Note that this tutorial uses AWS resources that are outside the AWS free tier, so be careful!
Follow the prerequisites step on this link. Create a file named terraform.tfvars on the root of this repository and add your AWS_ACCESS_KEY and AWS_SECRET_KEY, example:
AWS_ACCESS_KEY = "xxxxxxxxxxxxxxxxx"
AWS_SECRET_KEY = "xxxxxxxxxxxxxxxxx"
build the lambda package (not provided in this repo):
pip install --target k3s_cluster/lambda/kube_cleaner_src/ kubernetes
cd k3s_cluster/lambda/kube_cleaner_src/
zip -r ../kube_cleaner.zip .
configure the aws cli:
aws cli configure
edit the main.tf files and set the following variables:
Var | Required | Desc |
---|---|---|
AWS_REGION |
yes |
set the correct aws region based on your needs |
vpc_id |
yes |
set your vpc-id. You can find your vpc_id in your AWS console (Example: vpc-xxxxx) |
vpc_subnets |
yes |
set the list of your VPC subnets. You can find the list of your vpc subnets in your AWS console (Example: subnet-xxxxxx) |
vpc_subnet_cidr |
yes |
set your vcp subnet cidr. You can find the VPC subnet CIDR in your AWS console (Example: 172.31.0.0/16) |
cluster_name |
yes |
the name of your K3s cluster. Default: k3s-cluster |
my_public_ip_cidr |
yes |
your public ip in cidr format (Example: 195.102.xxx.xxx/32) |
k3s_version |
no |
K3s version. Default: latest |
k3s_subnet |
no |
Subnet where K3s will be exposed. Rquired if the subnet is different from the default gw subnet (Eg. 192.168.1.0/24). Default: default_route_table |
environment |
yes |
Current work environment (Example: staging/dev/prod). This value is used for tag all the deployed resources |
common_prefix |
no |
Prefix used in all resource names/tags. Default: k3s |
create_extlb |
no |
Boolean value true/false, specify true for deploy an external LB pointing to k3s worker nodes. Default: false |
install_nginx_ingress |
no |
Boolean value, install kubernetes nginx ingress controller instead of Traefik. Default: true. For more information see Nginx ingress controller |
nginx_ingress_release |
no |
nginx ingress controller release. Default: v1.3.1 |
install_node_termination_handler |
no |
Boolean value, install node termination handler) Default: true. |
node_termination_handler_release |
no |
node termination handler release.
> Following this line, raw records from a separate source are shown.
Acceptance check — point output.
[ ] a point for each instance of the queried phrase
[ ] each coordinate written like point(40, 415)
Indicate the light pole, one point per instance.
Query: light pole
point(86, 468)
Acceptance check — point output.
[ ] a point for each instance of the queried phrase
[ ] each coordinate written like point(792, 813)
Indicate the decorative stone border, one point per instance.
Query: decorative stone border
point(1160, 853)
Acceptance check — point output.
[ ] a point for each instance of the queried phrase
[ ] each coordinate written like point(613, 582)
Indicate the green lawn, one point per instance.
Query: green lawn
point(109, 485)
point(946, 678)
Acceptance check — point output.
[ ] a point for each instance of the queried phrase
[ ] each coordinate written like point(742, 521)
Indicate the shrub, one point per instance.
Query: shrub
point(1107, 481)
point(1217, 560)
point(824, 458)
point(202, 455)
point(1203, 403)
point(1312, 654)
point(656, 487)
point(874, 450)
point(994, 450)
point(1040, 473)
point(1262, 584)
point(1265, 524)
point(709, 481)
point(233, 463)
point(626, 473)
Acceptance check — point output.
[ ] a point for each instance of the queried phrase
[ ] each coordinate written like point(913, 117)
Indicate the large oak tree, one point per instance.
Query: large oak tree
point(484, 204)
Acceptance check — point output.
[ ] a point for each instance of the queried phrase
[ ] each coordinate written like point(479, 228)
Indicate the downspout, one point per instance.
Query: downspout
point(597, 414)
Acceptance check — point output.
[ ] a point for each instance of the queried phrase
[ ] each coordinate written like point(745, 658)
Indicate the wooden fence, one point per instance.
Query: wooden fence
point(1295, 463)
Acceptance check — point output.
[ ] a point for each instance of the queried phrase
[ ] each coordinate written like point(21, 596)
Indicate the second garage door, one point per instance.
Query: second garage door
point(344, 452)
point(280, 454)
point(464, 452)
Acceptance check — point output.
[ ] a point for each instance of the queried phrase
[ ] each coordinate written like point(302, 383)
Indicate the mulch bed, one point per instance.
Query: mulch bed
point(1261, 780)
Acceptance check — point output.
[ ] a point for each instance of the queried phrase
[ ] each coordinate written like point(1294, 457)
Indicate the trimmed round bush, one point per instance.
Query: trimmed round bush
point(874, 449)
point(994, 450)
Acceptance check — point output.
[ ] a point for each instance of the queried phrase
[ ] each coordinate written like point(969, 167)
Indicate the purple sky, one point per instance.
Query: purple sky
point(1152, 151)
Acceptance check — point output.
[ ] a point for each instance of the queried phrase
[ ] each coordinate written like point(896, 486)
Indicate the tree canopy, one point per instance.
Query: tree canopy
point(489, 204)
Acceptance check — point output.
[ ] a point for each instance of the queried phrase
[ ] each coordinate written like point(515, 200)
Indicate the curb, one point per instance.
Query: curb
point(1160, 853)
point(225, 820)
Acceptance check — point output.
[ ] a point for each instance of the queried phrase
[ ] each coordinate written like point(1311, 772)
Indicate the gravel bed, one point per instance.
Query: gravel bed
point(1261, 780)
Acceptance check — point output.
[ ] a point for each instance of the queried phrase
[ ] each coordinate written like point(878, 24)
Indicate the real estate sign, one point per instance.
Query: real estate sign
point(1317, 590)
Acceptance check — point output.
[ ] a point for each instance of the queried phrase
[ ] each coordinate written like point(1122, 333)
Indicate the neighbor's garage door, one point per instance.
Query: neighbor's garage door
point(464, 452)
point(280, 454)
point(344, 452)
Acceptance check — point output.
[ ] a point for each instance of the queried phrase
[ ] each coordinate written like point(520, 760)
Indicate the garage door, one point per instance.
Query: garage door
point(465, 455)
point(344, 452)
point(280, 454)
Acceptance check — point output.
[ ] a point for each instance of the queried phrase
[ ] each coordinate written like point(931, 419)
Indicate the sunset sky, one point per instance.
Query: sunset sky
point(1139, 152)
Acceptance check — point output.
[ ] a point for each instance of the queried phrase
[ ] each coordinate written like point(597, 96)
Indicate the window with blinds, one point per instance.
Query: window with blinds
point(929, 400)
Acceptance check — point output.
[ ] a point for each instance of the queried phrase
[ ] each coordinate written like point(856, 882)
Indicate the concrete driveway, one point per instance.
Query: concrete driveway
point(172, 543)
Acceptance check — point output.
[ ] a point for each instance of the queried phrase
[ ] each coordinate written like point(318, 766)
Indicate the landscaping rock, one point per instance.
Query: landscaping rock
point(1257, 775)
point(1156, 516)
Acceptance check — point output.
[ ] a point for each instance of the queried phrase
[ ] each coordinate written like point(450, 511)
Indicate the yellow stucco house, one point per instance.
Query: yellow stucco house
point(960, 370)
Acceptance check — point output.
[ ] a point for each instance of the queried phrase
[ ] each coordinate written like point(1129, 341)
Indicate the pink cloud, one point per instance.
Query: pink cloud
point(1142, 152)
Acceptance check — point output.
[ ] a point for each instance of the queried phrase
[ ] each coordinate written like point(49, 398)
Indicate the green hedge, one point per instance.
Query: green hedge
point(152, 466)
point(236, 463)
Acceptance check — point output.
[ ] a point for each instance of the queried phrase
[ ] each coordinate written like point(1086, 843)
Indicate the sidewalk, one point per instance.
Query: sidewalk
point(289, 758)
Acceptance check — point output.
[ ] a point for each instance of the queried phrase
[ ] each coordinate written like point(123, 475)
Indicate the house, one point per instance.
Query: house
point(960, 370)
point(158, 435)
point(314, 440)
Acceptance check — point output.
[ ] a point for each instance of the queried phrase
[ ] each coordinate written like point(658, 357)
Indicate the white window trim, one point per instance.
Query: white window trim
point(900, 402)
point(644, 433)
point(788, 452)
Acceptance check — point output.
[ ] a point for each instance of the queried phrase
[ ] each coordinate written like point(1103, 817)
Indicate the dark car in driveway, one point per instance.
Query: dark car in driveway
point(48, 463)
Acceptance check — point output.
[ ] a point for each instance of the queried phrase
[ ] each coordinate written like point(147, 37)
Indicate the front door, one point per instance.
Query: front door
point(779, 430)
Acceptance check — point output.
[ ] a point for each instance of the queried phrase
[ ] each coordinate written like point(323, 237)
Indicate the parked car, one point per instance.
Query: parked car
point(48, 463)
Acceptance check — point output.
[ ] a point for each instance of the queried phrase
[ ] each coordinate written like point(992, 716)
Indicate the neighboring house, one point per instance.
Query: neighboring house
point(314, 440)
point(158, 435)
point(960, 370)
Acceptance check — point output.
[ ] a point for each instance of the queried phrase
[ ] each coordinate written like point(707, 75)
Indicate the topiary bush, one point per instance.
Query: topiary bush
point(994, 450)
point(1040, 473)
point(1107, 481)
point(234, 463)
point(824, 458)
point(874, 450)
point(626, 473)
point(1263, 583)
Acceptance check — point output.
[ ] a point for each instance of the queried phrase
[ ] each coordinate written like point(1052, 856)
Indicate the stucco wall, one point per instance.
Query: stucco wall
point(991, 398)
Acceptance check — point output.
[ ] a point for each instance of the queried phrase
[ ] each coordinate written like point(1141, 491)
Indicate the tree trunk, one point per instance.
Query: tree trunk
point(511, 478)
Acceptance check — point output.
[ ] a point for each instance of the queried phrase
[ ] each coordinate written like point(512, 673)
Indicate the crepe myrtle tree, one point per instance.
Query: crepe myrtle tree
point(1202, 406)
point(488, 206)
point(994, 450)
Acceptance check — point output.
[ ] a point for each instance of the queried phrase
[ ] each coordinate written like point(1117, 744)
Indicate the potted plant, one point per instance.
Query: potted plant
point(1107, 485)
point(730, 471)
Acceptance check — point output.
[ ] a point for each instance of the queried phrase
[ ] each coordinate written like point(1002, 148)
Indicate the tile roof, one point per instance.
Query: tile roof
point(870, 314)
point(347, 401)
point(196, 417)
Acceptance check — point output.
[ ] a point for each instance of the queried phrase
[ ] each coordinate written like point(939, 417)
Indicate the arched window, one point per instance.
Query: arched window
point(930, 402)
Default: v1.17.3 |
install_certmanager |
no |
Boolean value, install cert manager "Cloud native certificate management". Default: true |
certmanager_release |
no |
Cert manager release. Default: v1.8.2 |
certmanager_email_address |
no |
Email address used for signing https certificates. Defaul: [email protected] |
efs_persistent_storage |
no |
Deploy EFS for persistent sotrage |
efs_csi_driver_release |
no |
EFS CSI driver Release: v1.4.2 |
extlb_http_port |
no |
http port used by the external LB. Default: 80 |
extlb_https_port |
no |
https port used by the external LB. Default: 443 |
expose_kubeapi |
no |
Boolean value, default false. Expose or not the kubeapi server to the internet. Access is granted only from my_public_ip_cidr for security reasons. |
PATH_TO_PUBLIC_KEY |
no |
Path to your public ssh key (Default: "~/.ssh/id_rsa.pub) |
PATH_TO_PRIVATE_KEY |
no |
Path to your private ssh key (Default: "~/.ssh/id_rsa) |
default_instance_type |
no |
Default instance type used by the Launch template. Default: t3.medium |
instance_types |
no |
Array of instances used by the ASG. Dfault: { asg_instance_type_1 = "t3.medium", asg_instance_type_2 = "t3a.medium", asg_instance_type_2 = "c5a.large", asg_instance_type_4 = "c6a.large" } |
kube_api_port |
no |
Kube api default port Default: 6443 |
k3s_server_desired_capacity |
no |
Desired number of k3s servers. Default 3 |
k3s_server_min_capacity |
no |
Min number of k3s servers: Default 4 |
k3s_server_max_capacity |
no |
Max number of k3s servers: Default 3 |
k3s_worker_desired_capacity |
no |
Desired number of k3s workers. Default 3 |
k3s_worker_min_capacity |
no |
Min number of k3s workers: Default 4 |
k3s_worker_max_capacity |
no |
Max number of k3s workers: Default 3 |
This module will deploy a custom instance profile with the following permissions:
- AmazonEC2ReadOnlyAccess and AmazonSSMManagedInstanceCore (AWS managed)
- custom inline policy for cluster autoscaler
- custom inline policy for EFS cis driver
- custom inline policy for manage secrets in secrets manager
For the cluster autoscaler policy you can find more details here The full documentation for the cluster autoscaler is available here
In this tutorial the High Availability of the K3s cluster is provided using the Embedded DB. More details here
The final infrastructure will be made by:
- two autoscaling groups:
- one autoscaling group for the server nodes named "k3s_servers"
- one autoscaling group for the worker nodes named "k3s_workers"
- one internal LB (Layer 4 LB - NLB) with kubeapi listener
The other resources created by terraform are:
- two launch templates (one for the servers and one for the workers) used by the autoscaling groups
- an ssh key pair associated with each EC2 instance
- one lambda function that will clean all removed spot instances from k3s cluster
- two Amazon event bridge rules that will capture all:
- EC2 Spot Instance Interruption Warning
- EC2 Spot Instance Request Fulfillment
- two SQS queues to capture the eventbridge rules
- one VPC endpoint to allow the lambda function to call the AWS api
- one secret to store the kubeconfig from k3s server
- a securiy group that will allow:
- incoming traffic only from your public ip address on port 22 (ssh)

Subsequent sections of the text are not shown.